Professor Gust has published over 250 research articles in scientific journals, and is a Fellow of the American Association for the Advancement of Science and the Institute of Physics (London). He has received a variety of awards for research achievement, including the Award in Photochemistry from the Inter-American Photochemical Society and the AzTE Technology Ventures Innovators of the Year Award.
B.S., Stanford University, 1967
Ph.D., Princeton University, 1974
Postdoctoral, Caltech, 1974 - 75
Research and Teaching Interests
In the Gust group, they apply the techniques of synthetic and physical organic chemistry, photochemistry, laser spectroscopy and electrochemistry to mimicry of important aspects of photosynthetic energy conversion. Eventual applications of this work are in the areas of solar energy conversion, molecular (opto)electronics, renewable hydrogen production, and materials chemistry. Most of the research is highly interdisciplinary, and some of their projects involve collaborations with other faculty in Chemistry and Biochemistry, Bioengineering, Physics, Electrical Engineering, and Materials Engineering.

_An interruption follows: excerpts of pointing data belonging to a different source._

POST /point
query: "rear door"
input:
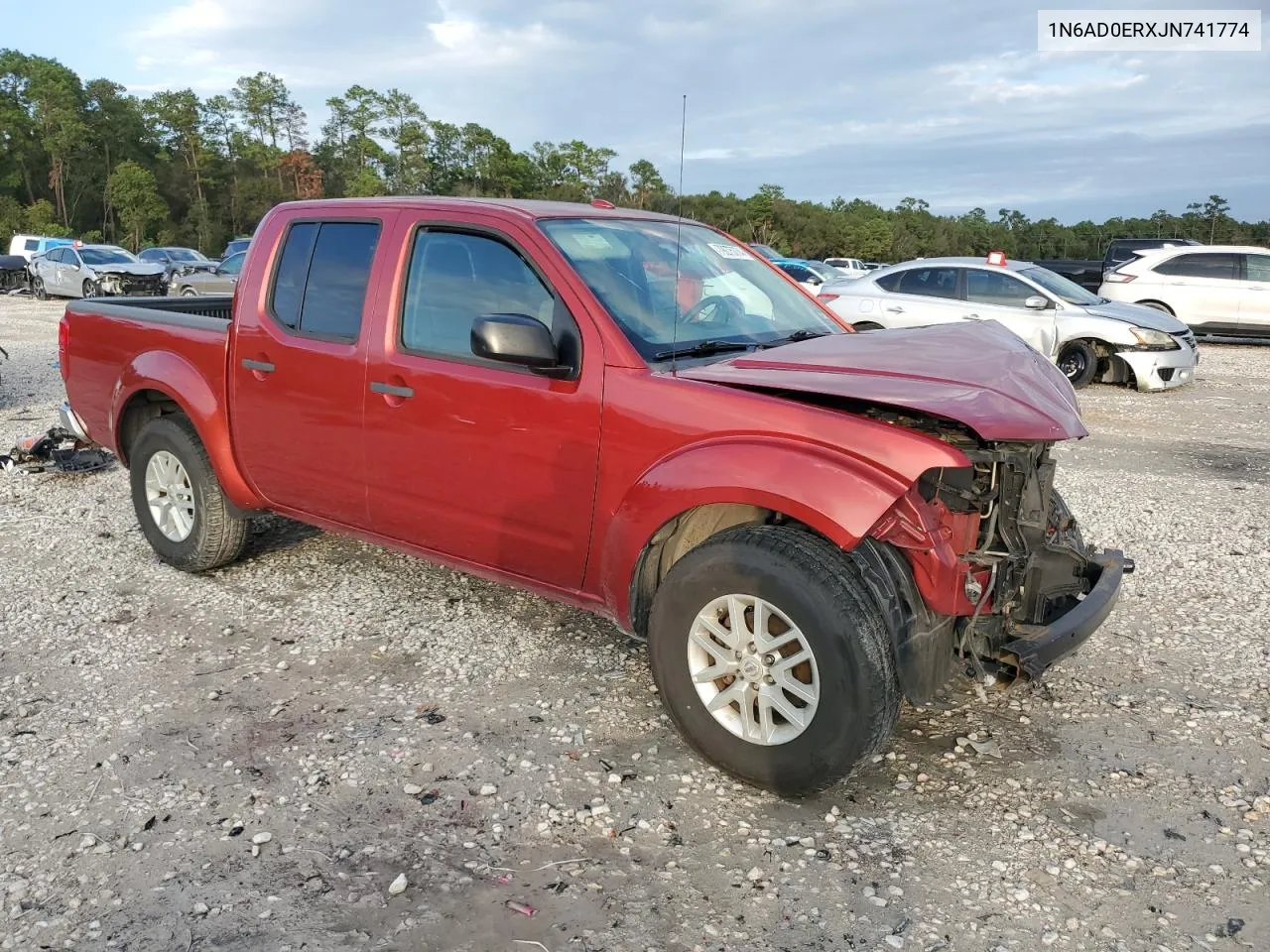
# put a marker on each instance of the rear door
(481, 461)
(920, 296)
(1203, 289)
(994, 295)
(1255, 303)
(299, 370)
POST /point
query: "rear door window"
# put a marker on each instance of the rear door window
(929, 282)
(322, 272)
(996, 289)
(1202, 266)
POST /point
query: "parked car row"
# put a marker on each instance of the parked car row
(1088, 336)
(70, 268)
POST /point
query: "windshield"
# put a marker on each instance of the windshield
(724, 293)
(1060, 286)
(105, 255)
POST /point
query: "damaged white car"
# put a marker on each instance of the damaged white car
(95, 271)
(1088, 336)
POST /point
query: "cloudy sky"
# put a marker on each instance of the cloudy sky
(947, 100)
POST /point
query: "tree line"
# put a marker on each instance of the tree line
(90, 160)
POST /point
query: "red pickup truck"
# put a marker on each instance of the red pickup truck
(633, 414)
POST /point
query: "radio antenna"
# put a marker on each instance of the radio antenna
(679, 235)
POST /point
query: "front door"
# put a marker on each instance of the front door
(998, 296)
(485, 462)
(299, 372)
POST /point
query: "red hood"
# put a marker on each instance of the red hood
(978, 373)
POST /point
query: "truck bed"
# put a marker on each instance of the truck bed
(113, 345)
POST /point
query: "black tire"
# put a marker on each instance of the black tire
(1079, 362)
(818, 588)
(218, 535)
(1159, 306)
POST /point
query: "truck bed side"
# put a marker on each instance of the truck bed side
(127, 359)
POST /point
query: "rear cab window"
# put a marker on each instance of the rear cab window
(321, 277)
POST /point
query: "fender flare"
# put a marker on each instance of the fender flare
(834, 493)
(177, 379)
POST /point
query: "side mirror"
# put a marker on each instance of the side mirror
(518, 339)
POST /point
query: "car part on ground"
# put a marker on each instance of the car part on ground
(56, 449)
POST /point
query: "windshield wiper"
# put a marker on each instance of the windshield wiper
(797, 336)
(703, 348)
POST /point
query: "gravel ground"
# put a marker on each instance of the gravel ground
(331, 747)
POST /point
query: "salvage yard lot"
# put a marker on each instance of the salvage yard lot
(377, 716)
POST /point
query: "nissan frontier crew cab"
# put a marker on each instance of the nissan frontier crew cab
(633, 414)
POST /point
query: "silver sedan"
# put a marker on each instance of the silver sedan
(1088, 336)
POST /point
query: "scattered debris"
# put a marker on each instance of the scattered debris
(55, 449)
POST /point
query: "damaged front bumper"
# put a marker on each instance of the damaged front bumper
(1033, 649)
(1156, 370)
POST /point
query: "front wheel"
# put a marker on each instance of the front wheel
(772, 657)
(180, 503)
(1079, 362)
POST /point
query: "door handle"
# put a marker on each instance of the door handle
(390, 390)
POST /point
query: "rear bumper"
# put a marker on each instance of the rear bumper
(1035, 648)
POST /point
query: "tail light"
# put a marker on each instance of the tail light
(64, 343)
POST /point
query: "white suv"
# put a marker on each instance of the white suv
(1213, 289)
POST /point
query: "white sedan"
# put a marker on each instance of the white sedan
(1211, 289)
(1088, 336)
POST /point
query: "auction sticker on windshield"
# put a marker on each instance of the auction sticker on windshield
(730, 252)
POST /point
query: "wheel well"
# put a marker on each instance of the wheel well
(679, 537)
(141, 408)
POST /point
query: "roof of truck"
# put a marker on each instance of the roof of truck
(520, 207)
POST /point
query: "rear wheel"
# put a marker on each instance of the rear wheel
(772, 657)
(1079, 362)
(180, 503)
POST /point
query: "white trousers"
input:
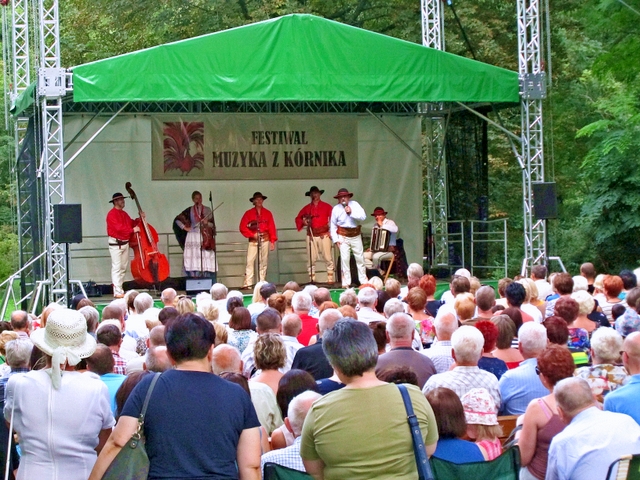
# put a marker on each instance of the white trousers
(252, 253)
(348, 245)
(372, 260)
(119, 264)
(320, 246)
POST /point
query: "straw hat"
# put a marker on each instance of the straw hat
(116, 196)
(65, 339)
(480, 407)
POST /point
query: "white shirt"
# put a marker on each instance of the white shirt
(533, 311)
(340, 218)
(368, 314)
(390, 225)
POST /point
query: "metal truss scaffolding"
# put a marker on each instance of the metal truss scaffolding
(533, 91)
(52, 86)
(434, 130)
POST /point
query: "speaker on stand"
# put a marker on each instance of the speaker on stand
(67, 228)
(545, 206)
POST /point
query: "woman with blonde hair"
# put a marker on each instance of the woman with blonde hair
(269, 355)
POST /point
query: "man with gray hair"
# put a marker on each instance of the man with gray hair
(226, 358)
(312, 358)
(93, 318)
(219, 293)
(296, 414)
(440, 352)
(625, 399)
(269, 321)
(604, 375)
(401, 330)
(521, 385)
(18, 355)
(168, 297)
(467, 343)
(301, 304)
(367, 300)
(20, 323)
(592, 440)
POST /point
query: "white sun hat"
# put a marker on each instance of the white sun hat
(65, 339)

In their laboratories they synthesize organic molecules that absorb sunlight and use the resulting energy to carry out basic processes such as energy transfer, photoinduced electron transfer, and photoisomerization. Their design criteria are based on the principles of natural photosynthesis. The behavior of these molecules is studied using ultrafast laser spectroscopy, NMR, scanning probe microscopy, and other methods. Some of these photoactive compounds are incorporated into artificial biological "cells," (liposomes) where they are used, along with enzymes and other chemicals, to convert light energy into biologically useful energy such as proton motive force and ATP. Other molecules are the light-absorbing components of experimental photoelectrochemical biofuel cells that generate either electricity or hydrogen gas. Still others have optoelectronic applications. They are preparing molecular photovoltaics, switches and logic gates that will help point the way to new methods of data processing, storage and transmission. The electronic properties of individual molecules are being studied on conducting surfaces using scanning probe techniques, and on insulating surfaces in field-effect transistors. They are also investigating photoactive molecules for their ability to change the properties of surfaces, leading to new methods for controlling water movement in microfluidic devices. The accompanying list of selected publications can be consulted for more details. Graduate students interested in the research may also be interested in the IGERT graduate education program in Biomolecular Nanotechnology.